Curiosamente, a nacionalidade do grupo poderia interferir até nos negócios. É o caso de um grupo de búlgaros que se passavam por turcos para ter um restaurante — acreditavam que comida turca venderia mais. O mesmo se repetiu com um restaurante italiano, dominado por gregos. Depois, o autor descobre ainda que os restaurantes de sushi são de judeus vindos dos EUA.
A mistura de povos e suas comidas, jeitos de se vestir e línguas marcam as diferenças culturais na cidade e se manifesta em diversos textos: é a cidade como um mosaico de pessoas. O autor consegue personificar essa pluralidade com personagens únicos e pitorescos. Assim, o leitor consegue acompanhar personagens que precisam abandonar suas profissões originais e se aventurar em uma atividade nova (caso de atrizes que trabalhavam em serviços de disk-sexo) ou casos amorosos que terminam e como as pessoas lidam com isso. Pode-se perceber ainda a quantidade de russos na cidade por um indicativo: existem programas de rádio ou televisão em russo, especialmente para eles.

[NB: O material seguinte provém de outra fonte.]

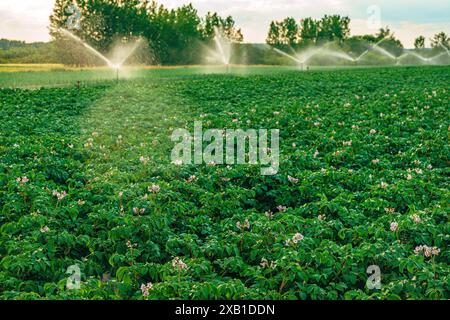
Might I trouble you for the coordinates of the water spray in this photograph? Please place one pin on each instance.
(111, 64)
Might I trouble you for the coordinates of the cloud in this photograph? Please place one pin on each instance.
(28, 19)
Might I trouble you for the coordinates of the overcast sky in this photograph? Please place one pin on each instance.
(28, 19)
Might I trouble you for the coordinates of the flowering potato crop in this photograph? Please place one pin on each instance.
(86, 183)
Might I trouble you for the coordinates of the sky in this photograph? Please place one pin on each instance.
(28, 19)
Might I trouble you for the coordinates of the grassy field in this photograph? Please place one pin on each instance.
(86, 179)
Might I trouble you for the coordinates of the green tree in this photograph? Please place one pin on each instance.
(334, 28)
(273, 37)
(309, 29)
(439, 39)
(289, 33)
(419, 42)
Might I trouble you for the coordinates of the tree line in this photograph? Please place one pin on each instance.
(174, 35)
(336, 28)
(178, 36)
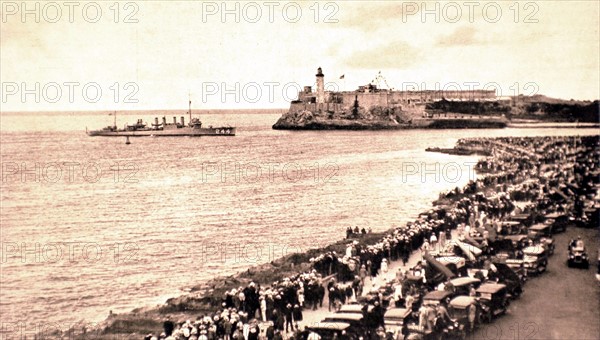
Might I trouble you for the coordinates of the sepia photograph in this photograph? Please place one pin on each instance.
(299, 170)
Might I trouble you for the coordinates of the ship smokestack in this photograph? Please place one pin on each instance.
(320, 86)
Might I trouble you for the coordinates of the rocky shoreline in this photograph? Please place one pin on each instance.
(287, 123)
(207, 297)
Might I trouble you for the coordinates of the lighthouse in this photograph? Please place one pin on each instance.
(320, 87)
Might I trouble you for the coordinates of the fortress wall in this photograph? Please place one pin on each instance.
(344, 101)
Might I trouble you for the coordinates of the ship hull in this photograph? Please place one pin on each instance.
(181, 132)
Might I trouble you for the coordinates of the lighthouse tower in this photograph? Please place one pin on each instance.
(320, 87)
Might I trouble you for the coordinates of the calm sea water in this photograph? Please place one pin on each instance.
(90, 224)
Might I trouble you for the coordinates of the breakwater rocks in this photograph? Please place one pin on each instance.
(304, 121)
(531, 169)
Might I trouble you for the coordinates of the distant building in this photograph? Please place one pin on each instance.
(369, 96)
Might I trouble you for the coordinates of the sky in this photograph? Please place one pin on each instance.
(107, 55)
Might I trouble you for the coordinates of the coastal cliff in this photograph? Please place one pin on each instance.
(372, 108)
(307, 120)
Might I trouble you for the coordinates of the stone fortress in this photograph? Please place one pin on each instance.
(369, 96)
(370, 107)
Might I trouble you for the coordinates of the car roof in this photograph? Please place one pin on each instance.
(461, 281)
(539, 226)
(490, 288)
(353, 308)
(437, 295)
(397, 312)
(533, 250)
(510, 223)
(462, 301)
(554, 215)
(515, 237)
(450, 259)
(328, 325)
(344, 316)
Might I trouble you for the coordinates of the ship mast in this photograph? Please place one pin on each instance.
(190, 106)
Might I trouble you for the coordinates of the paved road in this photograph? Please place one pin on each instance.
(563, 303)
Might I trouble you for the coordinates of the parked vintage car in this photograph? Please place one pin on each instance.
(435, 297)
(518, 241)
(535, 260)
(355, 320)
(511, 227)
(513, 278)
(542, 233)
(462, 285)
(523, 218)
(457, 264)
(354, 309)
(493, 300)
(559, 222)
(466, 311)
(396, 318)
(334, 330)
(577, 256)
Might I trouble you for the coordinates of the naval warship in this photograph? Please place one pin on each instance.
(163, 129)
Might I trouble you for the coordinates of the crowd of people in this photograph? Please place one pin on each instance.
(536, 167)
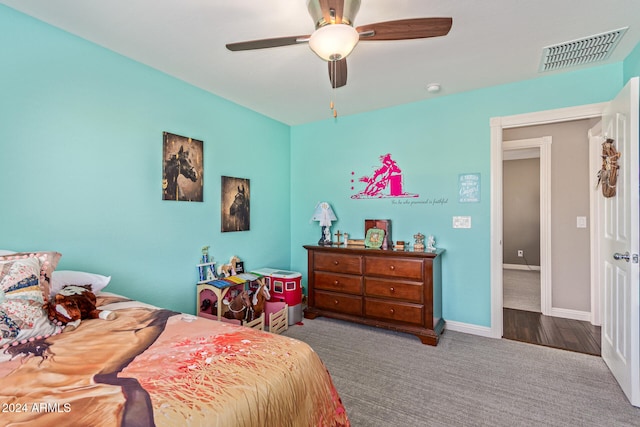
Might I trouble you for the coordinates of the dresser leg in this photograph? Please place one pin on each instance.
(428, 339)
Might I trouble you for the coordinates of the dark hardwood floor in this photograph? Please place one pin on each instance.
(566, 334)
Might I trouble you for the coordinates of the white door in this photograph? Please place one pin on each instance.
(619, 248)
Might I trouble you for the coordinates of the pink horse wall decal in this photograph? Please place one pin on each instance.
(386, 182)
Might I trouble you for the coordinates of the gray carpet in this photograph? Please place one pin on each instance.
(391, 379)
(521, 290)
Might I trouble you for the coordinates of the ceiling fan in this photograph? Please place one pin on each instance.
(335, 37)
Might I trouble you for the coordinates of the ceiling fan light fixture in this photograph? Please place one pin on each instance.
(334, 41)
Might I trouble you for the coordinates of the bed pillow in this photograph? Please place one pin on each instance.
(22, 316)
(48, 263)
(62, 278)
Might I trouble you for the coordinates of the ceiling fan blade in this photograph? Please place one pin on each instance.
(327, 6)
(417, 28)
(338, 73)
(267, 43)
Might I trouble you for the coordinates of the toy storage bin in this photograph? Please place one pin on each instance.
(285, 286)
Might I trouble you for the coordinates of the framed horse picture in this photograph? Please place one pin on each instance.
(235, 208)
(182, 168)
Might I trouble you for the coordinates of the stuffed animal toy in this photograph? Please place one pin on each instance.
(74, 303)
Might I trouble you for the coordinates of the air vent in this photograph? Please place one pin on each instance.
(582, 51)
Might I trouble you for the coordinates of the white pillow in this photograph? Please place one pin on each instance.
(62, 278)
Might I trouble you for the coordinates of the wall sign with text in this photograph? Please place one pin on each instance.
(469, 188)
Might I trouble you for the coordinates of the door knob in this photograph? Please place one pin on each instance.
(618, 256)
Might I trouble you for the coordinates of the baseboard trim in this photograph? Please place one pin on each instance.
(566, 313)
(520, 267)
(468, 328)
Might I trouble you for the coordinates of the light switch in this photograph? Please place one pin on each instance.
(581, 222)
(461, 222)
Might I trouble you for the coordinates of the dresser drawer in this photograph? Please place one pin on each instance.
(347, 304)
(394, 267)
(348, 264)
(338, 282)
(396, 311)
(393, 289)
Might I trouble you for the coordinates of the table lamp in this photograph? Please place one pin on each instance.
(324, 214)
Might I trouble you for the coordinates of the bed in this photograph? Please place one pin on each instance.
(151, 366)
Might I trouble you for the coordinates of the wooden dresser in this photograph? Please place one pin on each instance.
(398, 290)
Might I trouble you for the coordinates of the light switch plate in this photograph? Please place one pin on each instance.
(581, 222)
(461, 222)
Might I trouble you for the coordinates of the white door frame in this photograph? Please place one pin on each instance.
(497, 125)
(543, 145)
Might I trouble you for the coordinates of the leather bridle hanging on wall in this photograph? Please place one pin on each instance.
(608, 175)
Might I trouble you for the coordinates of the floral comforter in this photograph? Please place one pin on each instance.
(156, 367)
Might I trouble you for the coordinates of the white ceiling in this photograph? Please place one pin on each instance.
(491, 42)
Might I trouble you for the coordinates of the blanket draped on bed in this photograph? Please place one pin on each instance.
(156, 367)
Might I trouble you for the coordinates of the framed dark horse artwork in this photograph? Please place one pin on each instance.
(235, 211)
(182, 168)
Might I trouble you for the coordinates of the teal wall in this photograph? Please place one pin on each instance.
(433, 142)
(632, 64)
(81, 166)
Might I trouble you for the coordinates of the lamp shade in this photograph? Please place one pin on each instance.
(324, 214)
(334, 41)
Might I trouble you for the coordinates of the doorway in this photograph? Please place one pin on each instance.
(530, 212)
(499, 127)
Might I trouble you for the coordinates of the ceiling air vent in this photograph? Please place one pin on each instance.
(582, 51)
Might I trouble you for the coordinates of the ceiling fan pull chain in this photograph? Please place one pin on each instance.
(334, 64)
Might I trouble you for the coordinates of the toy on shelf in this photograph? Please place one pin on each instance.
(206, 268)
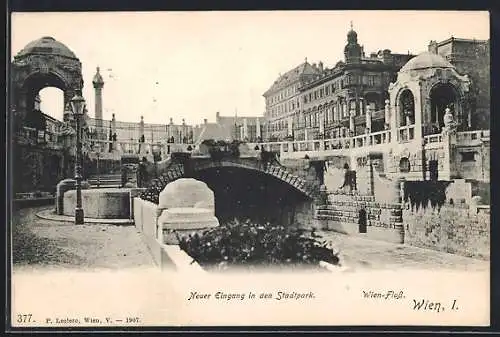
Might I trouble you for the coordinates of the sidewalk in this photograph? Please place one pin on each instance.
(44, 243)
(361, 253)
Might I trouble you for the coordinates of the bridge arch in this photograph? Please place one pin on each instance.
(43, 63)
(245, 189)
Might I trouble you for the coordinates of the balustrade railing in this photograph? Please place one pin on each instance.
(469, 136)
(381, 137)
(437, 138)
(406, 133)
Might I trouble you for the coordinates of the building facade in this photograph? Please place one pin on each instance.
(229, 128)
(283, 100)
(338, 102)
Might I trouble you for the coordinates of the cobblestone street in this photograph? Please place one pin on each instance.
(39, 243)
(360, 253)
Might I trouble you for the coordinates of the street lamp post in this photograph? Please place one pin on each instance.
(77, 107)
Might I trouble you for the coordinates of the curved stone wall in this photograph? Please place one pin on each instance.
(100, 203)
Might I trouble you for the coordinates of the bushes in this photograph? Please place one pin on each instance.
(243, 243)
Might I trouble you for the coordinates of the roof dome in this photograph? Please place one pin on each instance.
(47, 45)
(426, 60)
(352, 36)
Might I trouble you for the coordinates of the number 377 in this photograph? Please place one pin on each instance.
(23, 318)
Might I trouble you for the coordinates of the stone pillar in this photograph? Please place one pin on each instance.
(257, 129)
(290, 126)
(387, 115)
(393, 122)
(418, 117)
(113, 124)
(188, 206)
(368, 116)
(352, 126)
(141, 127)
(245, 129)
(98, 84)
(322, 123)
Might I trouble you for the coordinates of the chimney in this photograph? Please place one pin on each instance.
(432, 48)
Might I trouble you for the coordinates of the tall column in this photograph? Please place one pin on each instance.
(257, 129)
(98, 85)
(321, 123)
(417, 111)
(352, 126)
(141, 127)
(245, 129)
(368, 117)
(290, 126)
(392, 122)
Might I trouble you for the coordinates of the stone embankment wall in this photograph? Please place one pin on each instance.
(342, 214)
(457, 229)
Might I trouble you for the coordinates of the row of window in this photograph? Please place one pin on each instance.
(283, 94)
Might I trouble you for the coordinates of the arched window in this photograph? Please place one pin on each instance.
(404, 165)
(406, 108)
(442, 96)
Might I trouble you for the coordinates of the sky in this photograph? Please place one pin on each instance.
(192, 64)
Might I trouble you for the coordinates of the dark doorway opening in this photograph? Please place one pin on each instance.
(433, 170)
(362, 220)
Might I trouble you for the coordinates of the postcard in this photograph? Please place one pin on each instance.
(249, 168)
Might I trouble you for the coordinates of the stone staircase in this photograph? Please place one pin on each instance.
(105, 181)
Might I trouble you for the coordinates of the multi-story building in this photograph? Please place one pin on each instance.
(335, 102)
(134, 132)
(471, 57)
(283, 102)
(231, 128)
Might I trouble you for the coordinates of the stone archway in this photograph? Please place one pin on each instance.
(406, 103)
(244, 190)
(442, 96)
(42, 63)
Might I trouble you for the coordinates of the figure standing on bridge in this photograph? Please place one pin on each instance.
(349, 179)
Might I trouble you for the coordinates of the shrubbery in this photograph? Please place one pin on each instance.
(236, 244)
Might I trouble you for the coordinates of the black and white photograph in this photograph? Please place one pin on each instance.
(249, 168)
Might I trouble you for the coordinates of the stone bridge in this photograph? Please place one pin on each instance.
(301, 180)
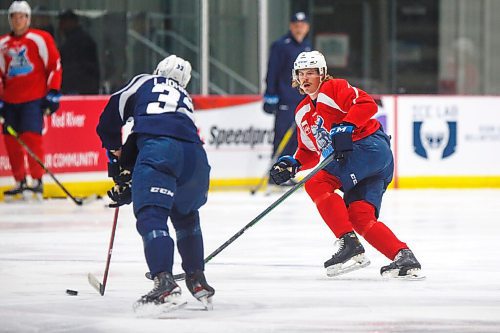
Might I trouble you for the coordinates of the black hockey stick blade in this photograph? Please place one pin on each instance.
(95, 283)
(259, 217)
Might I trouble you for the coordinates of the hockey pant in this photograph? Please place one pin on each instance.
(170, 180)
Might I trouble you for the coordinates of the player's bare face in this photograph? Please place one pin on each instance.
(310, 80)
(19, 23)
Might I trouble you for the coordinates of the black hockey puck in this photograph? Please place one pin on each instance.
(71, 292)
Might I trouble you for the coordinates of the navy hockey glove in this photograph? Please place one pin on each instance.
(121, 192)
(341, 136)
(284, 169)
(120, 195)
(51, 102)
(271, 103)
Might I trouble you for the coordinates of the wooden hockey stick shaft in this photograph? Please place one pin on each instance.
(101, 287)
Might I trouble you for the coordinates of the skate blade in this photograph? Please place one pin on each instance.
(207, 303)
(25, 196)
(414, 274)
(355, 263)
(151, 310)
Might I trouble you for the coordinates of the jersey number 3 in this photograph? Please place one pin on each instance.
(168, 99)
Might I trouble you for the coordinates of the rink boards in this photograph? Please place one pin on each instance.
(438, 142)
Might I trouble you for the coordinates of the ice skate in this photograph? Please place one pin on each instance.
(404, 266)
(200, 289)
(163, 298)
(19, 192)
(37, 189)
(349, 257)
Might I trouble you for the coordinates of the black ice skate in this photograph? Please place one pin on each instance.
(165, 297)
(404, 266)
(19, 191)
(200, 289)
(37, 189)
(349, 257)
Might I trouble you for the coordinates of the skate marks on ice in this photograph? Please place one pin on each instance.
(271, 280)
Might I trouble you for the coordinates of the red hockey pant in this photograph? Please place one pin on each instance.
(17, 154)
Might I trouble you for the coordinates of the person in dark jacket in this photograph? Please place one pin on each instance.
(78, 56)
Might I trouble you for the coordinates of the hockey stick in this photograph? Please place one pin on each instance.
(259, 217)
(284, 141)
(13, 132)
(101, 287)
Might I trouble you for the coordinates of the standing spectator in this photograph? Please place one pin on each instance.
(280, 97)
(336, 118)
(169, 180)
(30, 70)
(79, 57)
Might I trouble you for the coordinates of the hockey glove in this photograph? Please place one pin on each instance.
(121, 192)
(284, 169)
(271, 103)
(51, 102)
(341, 136)
(120, 195)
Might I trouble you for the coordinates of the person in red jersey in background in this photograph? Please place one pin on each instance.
(30, 77)
(336, 118)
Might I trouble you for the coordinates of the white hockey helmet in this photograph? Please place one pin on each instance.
(175, 68)
(311, 59)
(20, 7)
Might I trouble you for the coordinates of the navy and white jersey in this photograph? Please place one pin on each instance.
(158, 105)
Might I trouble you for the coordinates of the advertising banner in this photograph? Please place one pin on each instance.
(70, 140)
(448, 136)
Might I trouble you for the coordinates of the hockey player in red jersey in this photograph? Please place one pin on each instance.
(336, 118)
(30, 77)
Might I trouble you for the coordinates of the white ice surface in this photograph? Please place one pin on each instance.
(271, 279)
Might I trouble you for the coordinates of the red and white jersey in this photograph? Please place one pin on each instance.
(30, 66)
(337, 102)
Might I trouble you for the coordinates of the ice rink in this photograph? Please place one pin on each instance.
(271, 279)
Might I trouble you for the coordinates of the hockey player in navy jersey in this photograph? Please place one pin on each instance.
(336, 117)
(169, 178)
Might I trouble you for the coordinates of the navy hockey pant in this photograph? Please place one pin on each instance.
(170, 179)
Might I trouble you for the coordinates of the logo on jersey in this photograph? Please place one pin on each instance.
(162, 190)
(305, 127)
(20, 64)
(435, 131)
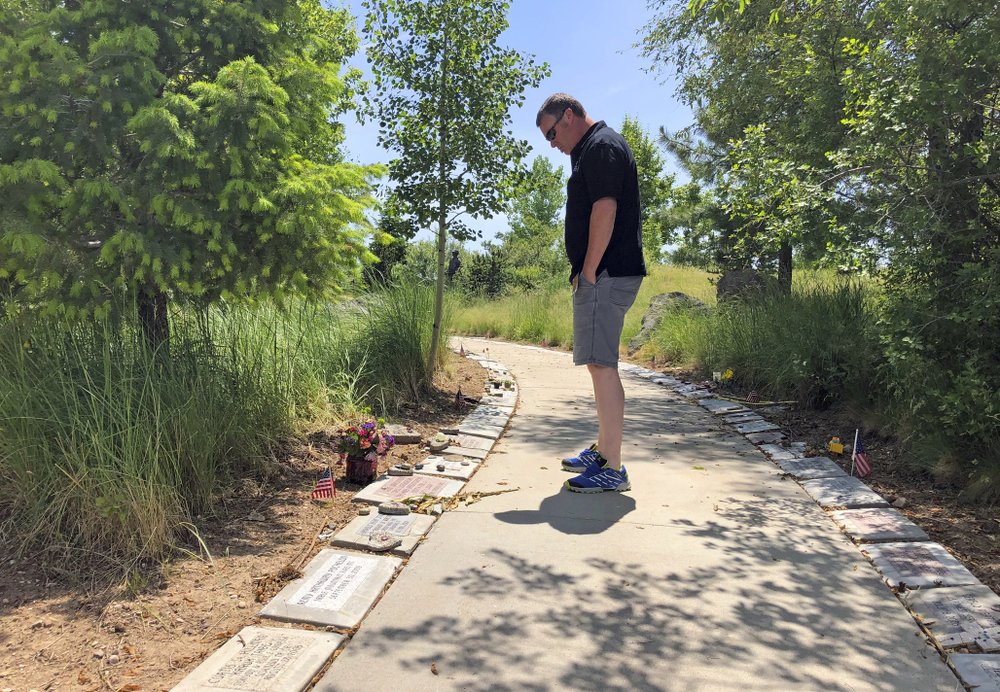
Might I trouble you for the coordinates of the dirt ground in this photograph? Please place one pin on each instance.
(60, 632)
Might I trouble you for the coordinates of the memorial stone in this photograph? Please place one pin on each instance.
(918, 565)
(811, 467)
(877, 525)
(744, 417)
(849, 493)
(336, 590)
(409, 529)
(978, 671)
(966, 616)
(766, 437)
(779, 453)
(470, 452)
(449, 468)
(720, 406)
(492, 432)
(755, 426)
(402, 487)
(473, 442)
(403, 434)
(264, 659)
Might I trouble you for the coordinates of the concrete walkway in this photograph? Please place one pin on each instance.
(713, 573)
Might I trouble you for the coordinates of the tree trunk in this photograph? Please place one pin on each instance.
(152, 307)
(442, 213)
(785, 268)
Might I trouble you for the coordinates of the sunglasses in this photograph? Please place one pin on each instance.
(551, 134)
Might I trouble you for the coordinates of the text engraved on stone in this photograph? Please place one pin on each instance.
(330, 588)
(262, 661)
(388, 523)
(408, 486)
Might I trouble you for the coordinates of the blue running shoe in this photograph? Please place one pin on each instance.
(605, 479)
(584, 461)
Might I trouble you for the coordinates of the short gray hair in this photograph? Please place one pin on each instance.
(557, 104)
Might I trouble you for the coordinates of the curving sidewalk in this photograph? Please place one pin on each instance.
(718, 571)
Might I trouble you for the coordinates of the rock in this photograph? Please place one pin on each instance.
(658, 307)
(439, 443)
(381, 541)
(403, 434)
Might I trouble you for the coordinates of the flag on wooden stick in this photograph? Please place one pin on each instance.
(324, 486)
(859, 458)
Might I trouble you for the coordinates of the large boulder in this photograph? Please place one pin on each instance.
(658, 307)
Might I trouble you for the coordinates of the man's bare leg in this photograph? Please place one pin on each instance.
(610, 398)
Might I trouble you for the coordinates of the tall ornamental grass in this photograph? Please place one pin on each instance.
(107, 450)
(546, 315)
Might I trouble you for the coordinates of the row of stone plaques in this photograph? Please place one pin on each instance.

Uma figura que permeia diversos textos é a noiva russa. O autor informa que os casamentos eram feitos a custo de muita burocracia: era preciso que o noivo comprovasse uma certa qualidade de vida para que conseguisse a mão da moça em casamento. Ironicamente, se apaixonar por uma dessas moças podia fazer com que o noivo em potencial se esforçasse muito mais na sua carreira.
A vida do narrador
Nos textos, o autor conta também muito da sua própria vida, suas impressões sobre Berlim, sua família e até sua esposa. Um dos exemplos é como ele conseguiu seu primeiro apartamento, com 25 metros quadrados: com a queda do muro, muitos moradores do lado oriental se mudaram rapidamente para o lado ocidental de Berlim ou até para outras cidades, deixando para trás apartamentos mobiliados abandonados. A situação foi uma oportunidade para vários imigrantes conseguirem uma casa para chamar de sua. Anos mais tarde, o governo criou medidas para legalizar a posse e o uso dessas moradias.
Outro exemplo é a maneira com que a mãe se adaptou à democracia. Depois de ter vivido sessenta anos da União Soviética, sem poder viajar para visitar uma amiga, descobriu que uma das maiores liberdades da democracia é o direito de ir e vir. Para aproveitar, desenvolveu um novo interesse: as viagens de ônibus, por várias cidades da Europa.
O livro é uma coletânea de boas histórias coletadas durante anos de vida russa em Berlim e contadas por uma testemunha ocular. Aqui, Kaminer revela como uma cultura não desaparece quando misturada com outra — pelo contrário, ela parece ainda mais forte fora de seu contexto original.